Métallurgie : accord sur la formation en alternance

L’UIMM et les syndicats CFDT et CFE-CGC, ont signé, le 21 octobre, un accord sur l’alternance. FO pourrait s’y joindre

FO qui ne souhaitait pas que  le projet d’accord fasse référence au Pacte de responsabilité, se satisfait de voir que ce détail a été retiré et devrait rejoindre la CFDT et la CFE CGC, premiers signataires.

 La métallurgie s’engage à intégrer 46 000 alternants à l’horizon 2020. Des étapes intermédiaires sont prévues : au moins 42 000 jeunes accueillis à fin 2016 et 44 000 à décembre 2018. Les négociateurs se montent d’autant plus confiants que le secteur a une longue pratique de l’insertion des jeunes. Fin 2013, on y comptait 40 530 contrats en alternance. Mieux, le taux de rupture anticipée se limite à 5%. Tandis que la proportion de réussite aux examens se maintient au niveau record de 85%. Pour couronner le tout, 80% des jeunes apprentis décrochent un emploi dans les six mois, tout comme 85% de ceux issus d’un contrat de professionnalisation.

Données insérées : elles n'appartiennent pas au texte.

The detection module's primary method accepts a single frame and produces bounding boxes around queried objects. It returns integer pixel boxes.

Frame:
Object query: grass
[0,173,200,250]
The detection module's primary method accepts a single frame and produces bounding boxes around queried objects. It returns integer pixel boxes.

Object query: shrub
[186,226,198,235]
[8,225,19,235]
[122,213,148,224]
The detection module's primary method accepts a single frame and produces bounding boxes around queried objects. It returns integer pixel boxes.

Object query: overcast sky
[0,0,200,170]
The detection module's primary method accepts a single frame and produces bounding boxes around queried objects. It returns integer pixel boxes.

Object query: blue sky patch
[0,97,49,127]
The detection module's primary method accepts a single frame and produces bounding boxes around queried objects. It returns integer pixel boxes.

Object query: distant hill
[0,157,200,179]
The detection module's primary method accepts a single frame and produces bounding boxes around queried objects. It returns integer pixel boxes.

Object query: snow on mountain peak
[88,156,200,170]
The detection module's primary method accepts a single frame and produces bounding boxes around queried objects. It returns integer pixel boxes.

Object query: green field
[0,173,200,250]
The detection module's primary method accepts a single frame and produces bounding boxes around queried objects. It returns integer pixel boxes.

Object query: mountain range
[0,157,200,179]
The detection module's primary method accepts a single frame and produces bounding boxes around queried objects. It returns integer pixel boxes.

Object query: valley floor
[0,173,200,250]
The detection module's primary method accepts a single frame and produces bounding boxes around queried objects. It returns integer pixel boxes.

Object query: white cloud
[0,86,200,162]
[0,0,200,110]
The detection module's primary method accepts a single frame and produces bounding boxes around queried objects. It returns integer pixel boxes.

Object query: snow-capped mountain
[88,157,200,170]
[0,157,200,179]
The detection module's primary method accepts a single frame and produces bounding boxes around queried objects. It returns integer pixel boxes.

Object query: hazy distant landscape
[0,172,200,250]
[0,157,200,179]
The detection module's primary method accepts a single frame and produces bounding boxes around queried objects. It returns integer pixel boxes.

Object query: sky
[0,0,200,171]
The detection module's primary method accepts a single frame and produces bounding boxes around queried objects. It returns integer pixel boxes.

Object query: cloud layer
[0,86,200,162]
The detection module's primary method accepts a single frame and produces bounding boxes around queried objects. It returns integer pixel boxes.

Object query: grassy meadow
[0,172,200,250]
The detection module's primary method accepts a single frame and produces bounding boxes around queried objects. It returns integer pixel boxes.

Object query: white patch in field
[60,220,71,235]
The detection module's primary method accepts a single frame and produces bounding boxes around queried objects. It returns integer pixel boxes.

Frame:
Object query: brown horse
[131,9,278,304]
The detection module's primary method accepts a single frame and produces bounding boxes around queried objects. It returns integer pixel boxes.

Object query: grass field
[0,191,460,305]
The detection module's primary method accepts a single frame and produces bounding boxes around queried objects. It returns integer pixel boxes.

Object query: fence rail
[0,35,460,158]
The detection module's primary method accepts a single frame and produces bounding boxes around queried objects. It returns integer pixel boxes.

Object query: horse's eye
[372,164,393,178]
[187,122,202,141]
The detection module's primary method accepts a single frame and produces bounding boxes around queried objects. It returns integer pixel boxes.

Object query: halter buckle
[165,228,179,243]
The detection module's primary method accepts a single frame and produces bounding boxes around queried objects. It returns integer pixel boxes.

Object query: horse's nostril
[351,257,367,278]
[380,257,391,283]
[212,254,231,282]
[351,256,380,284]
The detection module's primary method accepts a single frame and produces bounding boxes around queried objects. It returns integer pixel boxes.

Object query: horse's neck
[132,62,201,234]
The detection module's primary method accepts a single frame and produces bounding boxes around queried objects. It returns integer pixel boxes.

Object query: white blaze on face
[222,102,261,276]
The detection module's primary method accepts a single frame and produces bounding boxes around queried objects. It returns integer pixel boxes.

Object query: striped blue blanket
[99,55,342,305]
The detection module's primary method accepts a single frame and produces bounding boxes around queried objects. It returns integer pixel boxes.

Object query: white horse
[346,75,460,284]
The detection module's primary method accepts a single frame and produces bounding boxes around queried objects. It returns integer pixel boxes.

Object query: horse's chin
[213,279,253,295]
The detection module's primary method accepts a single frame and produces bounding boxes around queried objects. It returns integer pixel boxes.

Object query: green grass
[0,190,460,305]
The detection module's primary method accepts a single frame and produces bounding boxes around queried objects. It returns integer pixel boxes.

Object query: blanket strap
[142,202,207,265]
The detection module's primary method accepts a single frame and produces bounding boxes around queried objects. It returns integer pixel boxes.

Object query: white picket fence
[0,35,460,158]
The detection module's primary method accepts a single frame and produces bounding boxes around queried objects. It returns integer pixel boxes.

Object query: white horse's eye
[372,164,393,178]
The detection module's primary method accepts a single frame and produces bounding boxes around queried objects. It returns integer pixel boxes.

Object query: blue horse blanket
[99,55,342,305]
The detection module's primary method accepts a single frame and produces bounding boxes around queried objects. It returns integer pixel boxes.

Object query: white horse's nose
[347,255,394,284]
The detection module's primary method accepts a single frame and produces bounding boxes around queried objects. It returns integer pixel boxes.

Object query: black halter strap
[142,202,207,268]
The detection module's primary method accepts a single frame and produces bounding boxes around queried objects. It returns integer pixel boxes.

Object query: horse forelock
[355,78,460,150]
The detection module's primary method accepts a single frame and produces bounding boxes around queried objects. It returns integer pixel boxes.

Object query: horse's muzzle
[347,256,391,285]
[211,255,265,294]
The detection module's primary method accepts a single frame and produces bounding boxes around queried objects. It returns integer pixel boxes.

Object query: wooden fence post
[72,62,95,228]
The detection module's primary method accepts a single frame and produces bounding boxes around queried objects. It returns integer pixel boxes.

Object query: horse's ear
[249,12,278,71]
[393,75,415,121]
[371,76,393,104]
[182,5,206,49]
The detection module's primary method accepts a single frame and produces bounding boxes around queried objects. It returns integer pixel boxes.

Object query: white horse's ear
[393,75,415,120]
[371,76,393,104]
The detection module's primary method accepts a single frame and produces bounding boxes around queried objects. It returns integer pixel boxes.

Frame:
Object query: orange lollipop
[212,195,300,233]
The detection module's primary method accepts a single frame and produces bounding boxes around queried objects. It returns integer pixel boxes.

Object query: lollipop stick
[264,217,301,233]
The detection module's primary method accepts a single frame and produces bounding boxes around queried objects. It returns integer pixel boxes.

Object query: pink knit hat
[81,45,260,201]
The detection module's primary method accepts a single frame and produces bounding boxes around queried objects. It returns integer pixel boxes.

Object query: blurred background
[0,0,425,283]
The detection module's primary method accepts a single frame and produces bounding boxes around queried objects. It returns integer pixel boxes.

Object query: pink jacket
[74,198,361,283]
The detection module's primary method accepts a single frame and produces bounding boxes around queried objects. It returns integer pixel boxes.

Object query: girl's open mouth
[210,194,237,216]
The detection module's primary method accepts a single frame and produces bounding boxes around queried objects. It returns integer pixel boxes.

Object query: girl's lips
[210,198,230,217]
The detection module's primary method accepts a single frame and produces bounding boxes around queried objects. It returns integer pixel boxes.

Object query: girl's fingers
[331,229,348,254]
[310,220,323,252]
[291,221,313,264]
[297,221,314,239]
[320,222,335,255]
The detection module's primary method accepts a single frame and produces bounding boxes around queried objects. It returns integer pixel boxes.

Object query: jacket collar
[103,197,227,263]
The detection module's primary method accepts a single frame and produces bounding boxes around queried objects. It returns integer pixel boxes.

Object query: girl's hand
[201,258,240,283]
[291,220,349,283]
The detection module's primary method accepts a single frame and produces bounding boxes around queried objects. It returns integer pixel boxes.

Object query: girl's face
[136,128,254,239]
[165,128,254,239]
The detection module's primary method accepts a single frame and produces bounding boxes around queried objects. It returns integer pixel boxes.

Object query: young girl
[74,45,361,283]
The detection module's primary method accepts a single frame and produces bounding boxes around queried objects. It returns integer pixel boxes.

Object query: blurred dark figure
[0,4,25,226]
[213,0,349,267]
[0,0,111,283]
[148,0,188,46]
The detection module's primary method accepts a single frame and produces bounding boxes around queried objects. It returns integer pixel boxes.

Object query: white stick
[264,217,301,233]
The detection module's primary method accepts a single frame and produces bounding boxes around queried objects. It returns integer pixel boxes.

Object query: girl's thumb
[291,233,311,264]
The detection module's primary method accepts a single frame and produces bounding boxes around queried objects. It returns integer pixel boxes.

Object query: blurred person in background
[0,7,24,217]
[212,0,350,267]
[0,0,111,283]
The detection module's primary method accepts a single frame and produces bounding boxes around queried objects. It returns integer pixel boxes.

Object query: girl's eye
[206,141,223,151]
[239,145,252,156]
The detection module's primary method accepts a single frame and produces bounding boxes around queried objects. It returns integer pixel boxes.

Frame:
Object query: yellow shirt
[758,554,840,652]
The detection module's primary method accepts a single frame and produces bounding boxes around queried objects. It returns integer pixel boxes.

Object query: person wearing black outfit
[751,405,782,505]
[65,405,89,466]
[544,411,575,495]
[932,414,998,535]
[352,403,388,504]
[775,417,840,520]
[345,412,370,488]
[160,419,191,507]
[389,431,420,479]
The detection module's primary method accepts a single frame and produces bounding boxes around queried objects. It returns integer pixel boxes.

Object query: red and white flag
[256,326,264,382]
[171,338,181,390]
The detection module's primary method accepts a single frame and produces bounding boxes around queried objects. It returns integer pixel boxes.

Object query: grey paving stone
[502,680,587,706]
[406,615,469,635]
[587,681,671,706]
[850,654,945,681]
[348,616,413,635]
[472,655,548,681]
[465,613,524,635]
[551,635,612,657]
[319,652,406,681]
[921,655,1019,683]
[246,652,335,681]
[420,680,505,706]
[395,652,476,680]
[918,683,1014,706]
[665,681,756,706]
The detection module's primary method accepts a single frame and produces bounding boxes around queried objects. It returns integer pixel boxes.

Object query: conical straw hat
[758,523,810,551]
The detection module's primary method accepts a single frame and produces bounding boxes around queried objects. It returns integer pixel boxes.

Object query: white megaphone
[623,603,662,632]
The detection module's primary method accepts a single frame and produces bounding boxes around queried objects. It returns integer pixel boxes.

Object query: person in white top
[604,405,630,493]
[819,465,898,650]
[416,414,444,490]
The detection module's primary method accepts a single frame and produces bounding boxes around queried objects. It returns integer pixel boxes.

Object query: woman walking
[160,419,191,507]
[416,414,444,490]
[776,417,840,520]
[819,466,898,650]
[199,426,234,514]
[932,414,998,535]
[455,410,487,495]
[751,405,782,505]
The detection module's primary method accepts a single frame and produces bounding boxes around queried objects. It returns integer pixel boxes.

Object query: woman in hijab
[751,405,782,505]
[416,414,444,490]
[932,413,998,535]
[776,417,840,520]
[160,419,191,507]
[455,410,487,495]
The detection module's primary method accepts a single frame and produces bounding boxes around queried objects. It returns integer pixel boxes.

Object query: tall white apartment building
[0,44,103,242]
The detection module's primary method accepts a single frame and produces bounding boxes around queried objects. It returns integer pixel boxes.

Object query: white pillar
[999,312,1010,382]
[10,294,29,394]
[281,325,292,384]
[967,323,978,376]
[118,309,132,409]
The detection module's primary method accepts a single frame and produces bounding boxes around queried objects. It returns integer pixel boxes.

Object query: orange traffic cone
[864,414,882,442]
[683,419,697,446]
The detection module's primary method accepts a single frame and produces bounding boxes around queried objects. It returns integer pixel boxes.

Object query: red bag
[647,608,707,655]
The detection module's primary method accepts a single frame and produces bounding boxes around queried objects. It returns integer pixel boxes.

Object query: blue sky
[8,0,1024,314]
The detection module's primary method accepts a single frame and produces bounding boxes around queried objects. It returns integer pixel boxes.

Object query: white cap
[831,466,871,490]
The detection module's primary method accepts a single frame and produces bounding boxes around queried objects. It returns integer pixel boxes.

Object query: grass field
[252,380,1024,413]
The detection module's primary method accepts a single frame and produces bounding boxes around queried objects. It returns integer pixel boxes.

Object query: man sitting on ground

 Sur cette base, les partenaires sociaux de la branche se fixent comme objectif de porter la proportion de CDI à 65% des embauches, au lieu de d’environ 60% actuellement. Ils tenteront aussi d’attirer 10% de femmes apprenties dans les centres de formation de l’industrie (CFAI) d’ici à fin 2020, un ratio qui reste bloqué à 6%.

 C’est le cinquième texte national relatif à la formation des jeunes que les industriels et les syndicats de métallos concluent, en cinq ans. En mai 2009, ils avaient adopté « des mesures urgentes pour l’emploi » qui prévoyaient 35 000 contrats en alternance. En mars 2011, ils faisaient une « déclaration paritaire en faveur de l’emploi des jeunes », avec, à la clé, 40 000 places à fin 2012. Et pour améliorer l’attractivité du secteur, ils se sont entendus en juillet 2011 sur la revalorisation de la rémunération minimale des alternants. Enfin, en juillet 2013, ils ont renforcé leur démarche, via un accord sur le contrat de génération.